Dissent and discourse are at the heart of our democratic system and exist within any group of people, however like-minded they are or how much they love one another. We tend to make friends or fall for people who share our values and opinions, but we can’t choose our relatives. It’s a near certainty that we’ll disagree with at least one family member.
What happens when the feelings run deep, when the discussion becomes a vehement argument and the mood turns sour? When we're divided over the issues of the day and how to deal with them, how can we have those conversations and still be able to gather around the table for dinner afterwards?
The current political climate has sown discord within many formerly harmonious families. In the UK, the EU referendum lurks on the horizon. People who may have grown accustomed to agreeing on key points and voting the same way have found themselves on opposing sides of this seemingly all-consuming debate. The very nature of a referendum – in or out, yes or no – polarises opinion and leaves little room for the nuance and mutual respect of the middle ground.
In the US, the race for the party nomination has had a similar effect. Lifelong Democrats are split between Hillary Clinton and Bernie Sanders, with compelling arguments and outspoken supporters on both sides. And it’s not hard to imagine a Republican family treating the uncle who supports Donald Trump as a pariah.
I’m increasingly convinced that my family’s blanket ban on discussing politics is not only futile but also unhelpful. A Twitter poll asking the question, “Do you discuss politics with your family?”, found that out of 58 respondents, just 4% replied with “never”. The most popular response, with a 40% share, was “sometimes”. Although this is a small sample size, it suggests that the majority of families do engage in some political discussion.
Why bother? If our goal is to persuade the other person that we’re right, we’re almost certain to fail. However, voicing our opinions can help us to clarify our thoughts and construct a coherent argument. Moreover, learning how to frame and present your ideas within the relative safety of a family group provides invaluable preparation for holding forth on complex issues in a public setting and having measured, respectful debates.
Fielding questions, countering arguments and defending our views are the best ways to work out where we stand on an issue and how much conviction we have in our opinions. I love Twitter but it can be an echo chamber: it’s tempting and easy to remain in a cosy bubble of consensus and engage solely with people who share my views.
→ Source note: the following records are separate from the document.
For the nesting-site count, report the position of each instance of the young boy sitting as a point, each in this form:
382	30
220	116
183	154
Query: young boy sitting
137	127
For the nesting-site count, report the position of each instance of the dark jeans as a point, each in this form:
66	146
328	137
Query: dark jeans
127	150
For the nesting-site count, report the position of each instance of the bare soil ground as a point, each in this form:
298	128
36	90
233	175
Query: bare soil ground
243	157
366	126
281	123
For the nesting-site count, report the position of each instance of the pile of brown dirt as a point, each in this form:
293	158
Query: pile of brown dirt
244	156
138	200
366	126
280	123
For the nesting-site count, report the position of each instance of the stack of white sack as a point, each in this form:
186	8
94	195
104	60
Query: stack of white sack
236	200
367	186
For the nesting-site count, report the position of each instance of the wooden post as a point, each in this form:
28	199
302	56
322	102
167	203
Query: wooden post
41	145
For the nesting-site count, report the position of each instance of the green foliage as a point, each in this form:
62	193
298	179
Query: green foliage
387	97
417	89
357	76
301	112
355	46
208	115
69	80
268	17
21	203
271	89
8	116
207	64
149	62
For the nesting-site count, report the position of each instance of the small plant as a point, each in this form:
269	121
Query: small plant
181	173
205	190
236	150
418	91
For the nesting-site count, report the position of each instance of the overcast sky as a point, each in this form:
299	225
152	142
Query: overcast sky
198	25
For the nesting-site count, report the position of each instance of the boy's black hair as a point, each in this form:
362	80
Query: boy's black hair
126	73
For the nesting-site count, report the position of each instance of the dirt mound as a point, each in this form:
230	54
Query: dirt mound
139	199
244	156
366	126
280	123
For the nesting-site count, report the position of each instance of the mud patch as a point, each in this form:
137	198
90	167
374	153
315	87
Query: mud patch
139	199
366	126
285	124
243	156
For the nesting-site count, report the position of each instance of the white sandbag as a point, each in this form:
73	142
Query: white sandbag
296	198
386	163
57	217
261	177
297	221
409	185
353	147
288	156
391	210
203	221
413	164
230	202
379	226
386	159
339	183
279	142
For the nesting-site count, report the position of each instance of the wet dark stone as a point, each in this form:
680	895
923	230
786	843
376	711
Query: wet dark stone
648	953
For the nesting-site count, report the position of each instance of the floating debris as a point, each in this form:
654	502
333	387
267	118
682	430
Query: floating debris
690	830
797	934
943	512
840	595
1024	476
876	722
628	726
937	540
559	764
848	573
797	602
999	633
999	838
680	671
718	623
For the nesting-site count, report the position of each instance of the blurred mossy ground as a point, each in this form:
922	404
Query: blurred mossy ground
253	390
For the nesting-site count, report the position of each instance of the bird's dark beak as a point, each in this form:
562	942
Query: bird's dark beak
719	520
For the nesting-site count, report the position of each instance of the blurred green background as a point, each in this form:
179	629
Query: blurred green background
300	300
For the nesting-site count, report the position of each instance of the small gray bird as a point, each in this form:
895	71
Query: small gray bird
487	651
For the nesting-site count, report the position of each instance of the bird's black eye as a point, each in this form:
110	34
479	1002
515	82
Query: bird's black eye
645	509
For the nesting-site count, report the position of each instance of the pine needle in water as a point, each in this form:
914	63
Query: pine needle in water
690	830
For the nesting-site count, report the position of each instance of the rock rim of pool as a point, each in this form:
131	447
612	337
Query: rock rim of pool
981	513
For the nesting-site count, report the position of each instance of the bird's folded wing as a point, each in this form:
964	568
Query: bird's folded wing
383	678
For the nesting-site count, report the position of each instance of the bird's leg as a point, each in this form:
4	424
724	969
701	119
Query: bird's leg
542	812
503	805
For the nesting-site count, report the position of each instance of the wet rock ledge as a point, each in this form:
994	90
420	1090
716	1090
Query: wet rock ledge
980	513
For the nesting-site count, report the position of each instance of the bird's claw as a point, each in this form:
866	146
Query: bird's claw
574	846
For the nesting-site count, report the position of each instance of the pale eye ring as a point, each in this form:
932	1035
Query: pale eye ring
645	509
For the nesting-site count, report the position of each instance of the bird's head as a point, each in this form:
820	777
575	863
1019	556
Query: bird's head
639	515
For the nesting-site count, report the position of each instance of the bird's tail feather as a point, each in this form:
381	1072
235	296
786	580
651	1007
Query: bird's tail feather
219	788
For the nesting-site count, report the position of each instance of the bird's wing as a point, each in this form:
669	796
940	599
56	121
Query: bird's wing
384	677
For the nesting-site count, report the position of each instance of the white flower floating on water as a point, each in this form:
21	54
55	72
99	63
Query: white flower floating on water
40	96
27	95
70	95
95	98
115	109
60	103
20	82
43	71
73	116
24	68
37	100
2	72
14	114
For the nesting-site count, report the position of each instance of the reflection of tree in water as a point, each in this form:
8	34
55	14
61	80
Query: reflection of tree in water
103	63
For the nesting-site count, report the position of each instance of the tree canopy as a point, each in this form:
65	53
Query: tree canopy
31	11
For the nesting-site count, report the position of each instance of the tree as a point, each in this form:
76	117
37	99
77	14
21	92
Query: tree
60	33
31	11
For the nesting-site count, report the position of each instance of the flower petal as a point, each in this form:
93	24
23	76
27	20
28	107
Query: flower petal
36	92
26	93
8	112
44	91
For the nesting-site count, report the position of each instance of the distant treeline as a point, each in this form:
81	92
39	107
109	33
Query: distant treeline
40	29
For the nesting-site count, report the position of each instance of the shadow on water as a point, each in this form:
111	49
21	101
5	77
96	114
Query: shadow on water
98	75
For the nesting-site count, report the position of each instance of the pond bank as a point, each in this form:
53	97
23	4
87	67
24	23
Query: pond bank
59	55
Family discussions are the perfect antidote and a good place to practise tolerating, listening to and learning from people with differing viewpoints.
Some of the strongest disagreements occurs between generations. It’s easy to dismiss older family members’ opinions as products of senescence or institutional racism. But they may bring something else to the table. For instance, there’s a lot that younger politicians and members of the public can learn from the generation that rebuilt the country from the ashes of the Second World War and founded the welfare state. Meanwhile, each crop of idealistic young voters enters the political sphere convinced that they know how to solve the world’s problems. But as President Obama reminded us at the Town Hall event during his recent visit to the UK, solving the big issues takes time. He expounded the importance of “fighting for change that you may not live to see, but that your children will live to see.”
His predecessor, Abraham Lincoln, once said: “I don’t like that man. I must get to know him better.” Having in-depth conversations with people who have contrasting views can help us to understand them, and we often find more common ground than we expect. After interacting with family members who I thought held fundamentally different beliefs, I was surprised to find that we agreed on what needs fixing – just not on how to fix it.
Some families may already be adept at sitting down to share their views and listen respectfully to one another. But the majority will be well acquainted with the blazing row at a birthday party fuelled by too much warm prosecco. It’s often frustrating to discuss politics with someone when you’ll never see eye-to-eye with them, and talking to someone who just doesn’t care can be even more maddening. But in the interests of polishing our debating skills, boosting political engagement and paving the way to world peace, we should keep squabbling. Personally, I’ll be pushing to have my family rule revoked.